More on Stabilization Policy

Mark Thoma had an interesting post on stabilization policy in the form of changes in tax rates. He makes the following points:

(1) Changes in tax rates to 'lean against the wind' during the business cycle should be temporary.

(2) Changes in tax rates to 'lean against the wind' should be consistently applied. Cut taxes when output falls below its potential, but also increase taxes when output exceeds its potential.

(3) As a result of (1) and (2), the budget should balanced over the business cycle. There should be no sustained budget deficits.

(4) Political realities make (1) - (3) difficult to implement in practice. Always count on a politician to cut taxes when the economy weakens, but never expect one to increases taxes during an unsustainable economic boom. Throw in the upward spending bias of most politicians and sustained budget deficits become an almost certainty.
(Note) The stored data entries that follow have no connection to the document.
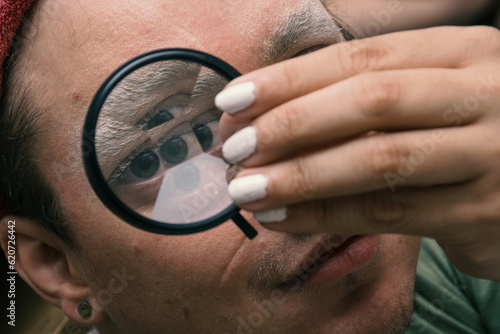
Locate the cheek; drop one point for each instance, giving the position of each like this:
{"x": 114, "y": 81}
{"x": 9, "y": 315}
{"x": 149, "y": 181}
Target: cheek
{"x": 177, "y": 277}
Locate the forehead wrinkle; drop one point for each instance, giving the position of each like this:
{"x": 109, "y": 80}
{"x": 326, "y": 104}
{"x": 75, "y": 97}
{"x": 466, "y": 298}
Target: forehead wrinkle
{"x": 309, "y": 21}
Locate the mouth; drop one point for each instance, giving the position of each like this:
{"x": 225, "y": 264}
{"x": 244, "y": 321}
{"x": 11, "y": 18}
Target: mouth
{"x": 333, "y": 258}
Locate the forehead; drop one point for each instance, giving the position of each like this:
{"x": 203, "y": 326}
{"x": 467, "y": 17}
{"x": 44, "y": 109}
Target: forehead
{"x": 96, "y": 32}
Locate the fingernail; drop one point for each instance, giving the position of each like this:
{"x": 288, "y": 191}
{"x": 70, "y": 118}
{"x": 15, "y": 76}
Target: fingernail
{"x": 236, "y": 98}
{"x": 241, "y": 145}
{"x": 271, "y": 216}
{"x": 248, "y": 188}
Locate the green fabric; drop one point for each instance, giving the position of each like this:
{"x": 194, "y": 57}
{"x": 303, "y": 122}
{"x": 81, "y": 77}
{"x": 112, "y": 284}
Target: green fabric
{"x": 446, "y": 301}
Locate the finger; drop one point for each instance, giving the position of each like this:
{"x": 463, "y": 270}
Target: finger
{"x": 229, "y": 125}
{"x": 433, "y": 212}
{"x": 269, "y": 87}
{"x": 383, "y": 101}
{"x": 422, "y": 158}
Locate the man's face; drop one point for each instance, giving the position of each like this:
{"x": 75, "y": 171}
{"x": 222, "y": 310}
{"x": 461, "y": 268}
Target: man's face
{"x": 216, "y": 281}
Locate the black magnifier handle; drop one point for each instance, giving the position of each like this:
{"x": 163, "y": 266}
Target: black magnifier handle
{"x": 245, "y": 226}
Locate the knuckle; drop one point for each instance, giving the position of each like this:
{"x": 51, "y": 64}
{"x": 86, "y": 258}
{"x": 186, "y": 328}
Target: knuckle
{"x": 301, "y": 180}
{"x": 362, "y": 56}
{"x": 384, "y": 156}
{"x": 286, "y": 122}
{"x": 378, "y": 94}
{"x": 289, "y": 77}
{"x": 382, "y": 212}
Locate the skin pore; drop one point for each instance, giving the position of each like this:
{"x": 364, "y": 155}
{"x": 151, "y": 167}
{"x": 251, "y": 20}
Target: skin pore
{"x": 139, "y": 282}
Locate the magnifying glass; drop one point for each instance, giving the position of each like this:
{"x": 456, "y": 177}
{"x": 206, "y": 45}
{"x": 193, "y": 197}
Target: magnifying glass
{"x": 151, "y": 144}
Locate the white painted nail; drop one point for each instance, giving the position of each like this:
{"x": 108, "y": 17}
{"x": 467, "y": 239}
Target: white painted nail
{"x": 275, "y": 215}
{"x": 248, "y": 188}
{"x": 236, "y": 98}
{"x": 241, "y": 145}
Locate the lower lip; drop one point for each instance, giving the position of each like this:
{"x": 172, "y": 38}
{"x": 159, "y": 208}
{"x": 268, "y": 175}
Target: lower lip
{"x": 355, "y": 254}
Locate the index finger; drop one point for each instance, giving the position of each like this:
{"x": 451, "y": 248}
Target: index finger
{"x": 443, "y": 47}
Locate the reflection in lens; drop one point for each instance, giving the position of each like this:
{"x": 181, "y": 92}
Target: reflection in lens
{"x": 145, "y": 165}
{"x": 161, "y": 118}
{"x": 187, "y": 177}
{"x": 156, "y": 140}
{"x": 174, "y": 150}
{"x": 204, "y": 136}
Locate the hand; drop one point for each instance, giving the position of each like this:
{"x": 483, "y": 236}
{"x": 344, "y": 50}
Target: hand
{"x": 393, "y": 134}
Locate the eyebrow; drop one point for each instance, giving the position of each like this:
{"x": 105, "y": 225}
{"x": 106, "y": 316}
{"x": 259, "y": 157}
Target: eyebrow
{"x": 116, "y": 135}
{"x": 309, "y": 22}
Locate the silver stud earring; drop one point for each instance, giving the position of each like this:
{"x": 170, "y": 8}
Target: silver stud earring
{"x": 84, "y": 309}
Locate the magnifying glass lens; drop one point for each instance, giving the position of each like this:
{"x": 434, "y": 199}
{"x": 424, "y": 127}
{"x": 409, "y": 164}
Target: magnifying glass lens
{"x": 155, "y": 151}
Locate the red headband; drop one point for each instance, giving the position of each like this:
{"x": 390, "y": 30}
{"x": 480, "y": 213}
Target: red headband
{"x": 11, "y": 15}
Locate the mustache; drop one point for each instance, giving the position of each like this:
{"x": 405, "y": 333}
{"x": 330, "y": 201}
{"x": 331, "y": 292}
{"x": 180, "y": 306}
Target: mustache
{"x": 274, "y": 265}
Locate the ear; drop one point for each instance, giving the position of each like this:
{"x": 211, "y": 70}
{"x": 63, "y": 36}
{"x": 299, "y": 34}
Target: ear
{"x": 50, "y": 267}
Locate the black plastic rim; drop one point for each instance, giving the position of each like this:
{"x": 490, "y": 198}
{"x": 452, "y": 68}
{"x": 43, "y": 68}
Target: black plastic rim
{"x": 91, "y": 164}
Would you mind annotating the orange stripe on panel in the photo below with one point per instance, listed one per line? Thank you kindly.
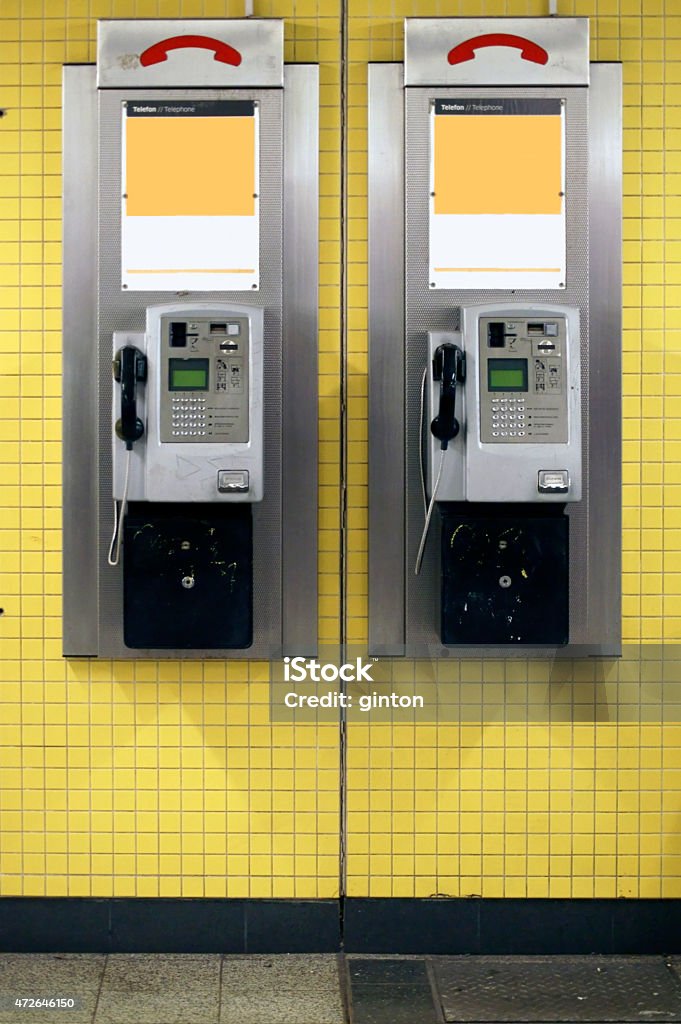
(498, 269)
(210, 269)
(498, 164)
(190, 167)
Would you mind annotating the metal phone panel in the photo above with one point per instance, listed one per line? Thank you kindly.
(300, 366)
(227, 52)
(500, 471)
(472, 51)
(80, 363)
(439, 310)
(126, 310)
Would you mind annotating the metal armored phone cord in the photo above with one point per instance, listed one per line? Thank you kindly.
(114, 555)
(427, 509)
(449, 368)
(426, 525)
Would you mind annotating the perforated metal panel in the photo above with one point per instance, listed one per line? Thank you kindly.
(500, 989)
(435, 310)
(122, 310)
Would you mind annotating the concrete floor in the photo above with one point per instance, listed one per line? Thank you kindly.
(141, 988)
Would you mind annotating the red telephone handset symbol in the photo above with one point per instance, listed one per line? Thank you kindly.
(528, 50)
(158, 52)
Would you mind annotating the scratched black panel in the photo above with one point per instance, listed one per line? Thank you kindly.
(504, 577)
(187, 577)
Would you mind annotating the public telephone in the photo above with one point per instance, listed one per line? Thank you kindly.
(514, 371)
(188, 406)
(504, 438)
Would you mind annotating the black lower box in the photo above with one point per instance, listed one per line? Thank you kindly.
(504, 576)
(187, 577)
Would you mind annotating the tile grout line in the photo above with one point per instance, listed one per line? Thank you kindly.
(101, 985)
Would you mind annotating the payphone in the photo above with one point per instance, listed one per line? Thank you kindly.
(514, 439)
(190, 179)
(494, 253)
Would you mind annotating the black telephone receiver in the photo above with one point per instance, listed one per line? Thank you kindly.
(129, 368)
(450, 370)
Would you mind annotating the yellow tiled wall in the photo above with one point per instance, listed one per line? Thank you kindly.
(588, 808)
(138, 778)
(145, 778)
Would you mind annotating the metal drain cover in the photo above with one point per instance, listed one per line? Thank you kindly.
(557, 988)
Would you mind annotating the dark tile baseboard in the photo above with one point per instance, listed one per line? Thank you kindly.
(188, 926)
(512, 926)
(418, 927)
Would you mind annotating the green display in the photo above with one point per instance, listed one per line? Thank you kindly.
(507, 375)
(188, 375)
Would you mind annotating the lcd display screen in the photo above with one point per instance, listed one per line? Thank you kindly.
(507, 375)
(187, 375)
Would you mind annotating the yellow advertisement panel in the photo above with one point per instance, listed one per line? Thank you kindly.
(190, 206)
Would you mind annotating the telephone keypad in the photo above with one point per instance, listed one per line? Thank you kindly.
(215, 407)
(536, 411)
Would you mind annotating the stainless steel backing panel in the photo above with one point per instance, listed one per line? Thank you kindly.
(218, 53)
(93, 607)
(412, 627)
(604, 557)
(437, 310)
(121, 310)
(301, 219)
(501, 989)
(386, 359)
(542, 51)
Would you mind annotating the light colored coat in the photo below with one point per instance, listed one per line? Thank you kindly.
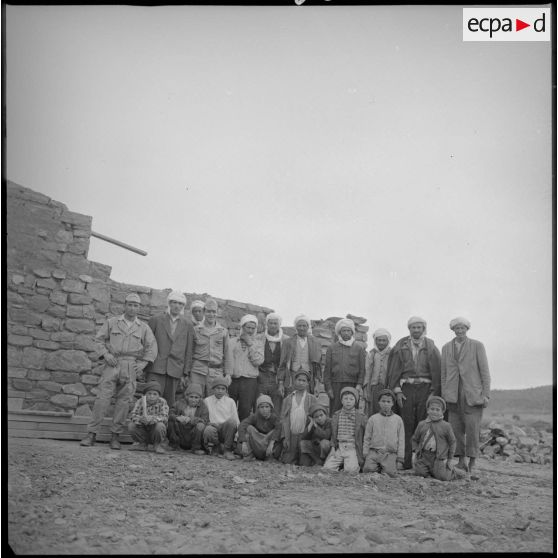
(471, 366)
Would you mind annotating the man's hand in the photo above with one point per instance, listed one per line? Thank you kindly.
(110, 360)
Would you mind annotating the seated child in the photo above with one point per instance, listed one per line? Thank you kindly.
(384, 438)
(188, 418)
(347, 435)
(434, 444)
(293, 417)
(316, 440)
(223, 419)
(149, 419)
(258, 432)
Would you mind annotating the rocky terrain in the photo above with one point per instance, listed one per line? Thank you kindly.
(65, 499)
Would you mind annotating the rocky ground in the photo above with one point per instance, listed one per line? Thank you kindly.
(65, 499)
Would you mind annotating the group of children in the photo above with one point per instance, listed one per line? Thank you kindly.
(302, 433)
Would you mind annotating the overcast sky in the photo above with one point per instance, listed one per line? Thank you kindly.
(313, 159)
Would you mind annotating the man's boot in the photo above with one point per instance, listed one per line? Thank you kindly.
(89, 440)
(114, 443)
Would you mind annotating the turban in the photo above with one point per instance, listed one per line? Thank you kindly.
(273, 316)
(264, 399)
(177, 296)
(416, 320)
(211, 304)
(248, 318)
(152, 386)
(382, 333)
(345, 322)
(460, 321)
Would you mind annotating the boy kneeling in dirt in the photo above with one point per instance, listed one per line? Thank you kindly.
(316, 440)
(347, 435)
(259, 432)
(223, 419)
(434, 444)
(149, 419)
(384, 438)
(188, 418)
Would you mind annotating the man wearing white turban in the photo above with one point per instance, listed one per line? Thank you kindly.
(247, 355)
(175, 342)
(272, 339)
(300, 352)
(344, 365)
(466, 389)
(413, 375)
(375, 377)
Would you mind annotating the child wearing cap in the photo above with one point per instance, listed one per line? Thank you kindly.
(347, 435)
(293, 417)
(434, 444)
(316, 440)
(188, 418)
(259, 432)
(223, 419)
(149, 419)
(384, 438)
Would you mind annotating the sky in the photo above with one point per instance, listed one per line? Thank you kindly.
(322, 160)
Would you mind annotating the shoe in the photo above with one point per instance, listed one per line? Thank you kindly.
(89, 440)
(114, 443)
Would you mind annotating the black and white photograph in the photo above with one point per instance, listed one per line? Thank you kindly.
(279, 279)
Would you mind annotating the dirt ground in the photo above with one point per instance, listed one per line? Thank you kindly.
(66, 499)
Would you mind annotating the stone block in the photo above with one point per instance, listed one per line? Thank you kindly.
(79, 325)
(39, 334)
(63, 360)
(65, 377)
(74, 298)
(58, 297)
(33, 358)
(50, 324)
(48, 345)
(40, 375)
(65, 400)
(20, 340)
(22, 384)
(47, 283)
(16, 372)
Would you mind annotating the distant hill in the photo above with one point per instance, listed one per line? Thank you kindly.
(530, 400)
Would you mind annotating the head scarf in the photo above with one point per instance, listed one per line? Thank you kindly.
(271, 338)
(460, 321)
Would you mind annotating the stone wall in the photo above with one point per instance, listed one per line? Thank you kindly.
(57, 299)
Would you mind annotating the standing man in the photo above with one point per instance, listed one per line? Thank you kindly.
(345, 364)
(197, 310)
(211, 357)
(466, 389)
(375, 377)
(272, 339)
(127, 345)
(300, 352)
(247, 355)
(175, 343)
(413, 375)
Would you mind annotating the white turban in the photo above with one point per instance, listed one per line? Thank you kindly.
(177, 296)
(460, 321)
(345, 322)
(382, 333)
(248, 318)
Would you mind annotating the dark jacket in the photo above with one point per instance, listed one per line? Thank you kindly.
(443, 434)
(401, 363)
(360, 427)
(174, 355)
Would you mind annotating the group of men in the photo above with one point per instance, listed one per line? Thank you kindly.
(176, 351)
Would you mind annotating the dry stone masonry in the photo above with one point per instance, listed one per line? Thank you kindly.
(57, 299)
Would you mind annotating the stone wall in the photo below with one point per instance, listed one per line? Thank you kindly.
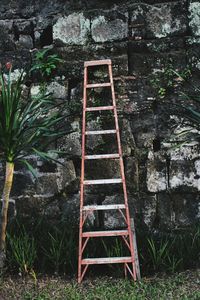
(140, 37)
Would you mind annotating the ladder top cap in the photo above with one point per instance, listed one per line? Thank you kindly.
(97, 62)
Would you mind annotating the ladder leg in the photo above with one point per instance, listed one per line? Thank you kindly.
(82, 179)
(122, 172)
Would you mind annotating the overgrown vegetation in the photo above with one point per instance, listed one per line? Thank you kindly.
(179, 286)
(27, 125)
(56, 250)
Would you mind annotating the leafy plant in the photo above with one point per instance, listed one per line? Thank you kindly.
(22, 252)
(27, 125)
(173, 263)
(45, 63)
(166, 80)
(54, 252)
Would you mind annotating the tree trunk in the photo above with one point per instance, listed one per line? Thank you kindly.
(4, 211)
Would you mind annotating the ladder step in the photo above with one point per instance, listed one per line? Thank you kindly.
(103, 207)
(105, 233)
(97, 62)
(102, 181)
(96, 85)
(100, 132)
(100, 156)
(99, 108)
(106, 260)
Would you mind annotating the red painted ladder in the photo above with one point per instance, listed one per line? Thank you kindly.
(131, 263)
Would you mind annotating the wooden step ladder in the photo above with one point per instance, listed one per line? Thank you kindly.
(131, 263)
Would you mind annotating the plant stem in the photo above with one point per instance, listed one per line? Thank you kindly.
(6, 195)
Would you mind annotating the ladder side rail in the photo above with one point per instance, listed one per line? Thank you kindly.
(122, 172)
(82, 174)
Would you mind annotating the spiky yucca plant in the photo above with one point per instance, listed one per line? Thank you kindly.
(27, 125)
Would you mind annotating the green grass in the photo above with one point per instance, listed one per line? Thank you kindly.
(179, 286)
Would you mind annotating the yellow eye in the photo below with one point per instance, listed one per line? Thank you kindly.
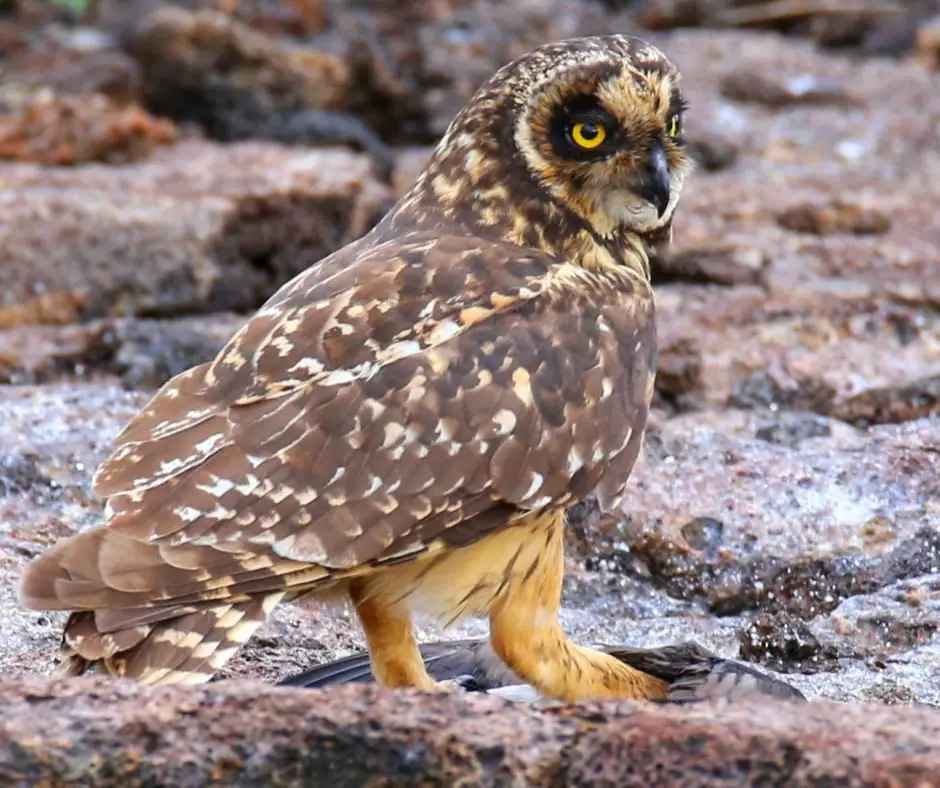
(673, 125)
(588, 135)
(5) The number of steps in implementing even a thoughtful countercyclical fiscal policy makes this form of stabilization policy almost intractable. If anything, the implied lag in implementing fiscal policy could make it destabilizing rather than stabilizing. (However, automatic stabilizers do provide timely but limited countercyclical aggregate demand management. See related post on structural versus cyclical budget balances here.)

For all these reasons fiscal policy typically plays second fiddle to monetary policy when it come to stabilization policy. However, given the challenges the Fed the ECB have had with credit markets some observers like Martin Feldstein and Lawrence Summers are suggesting fiscal policy supplement monetary policy. Over at the WSJ, David Weasel provides a good overview of this view. Meanwhile, Greg Mankiw tells us that monetary policy is up to the task now at hand and that Congress and the White House (i.e. fiscal policy) should do "absolutely nothing."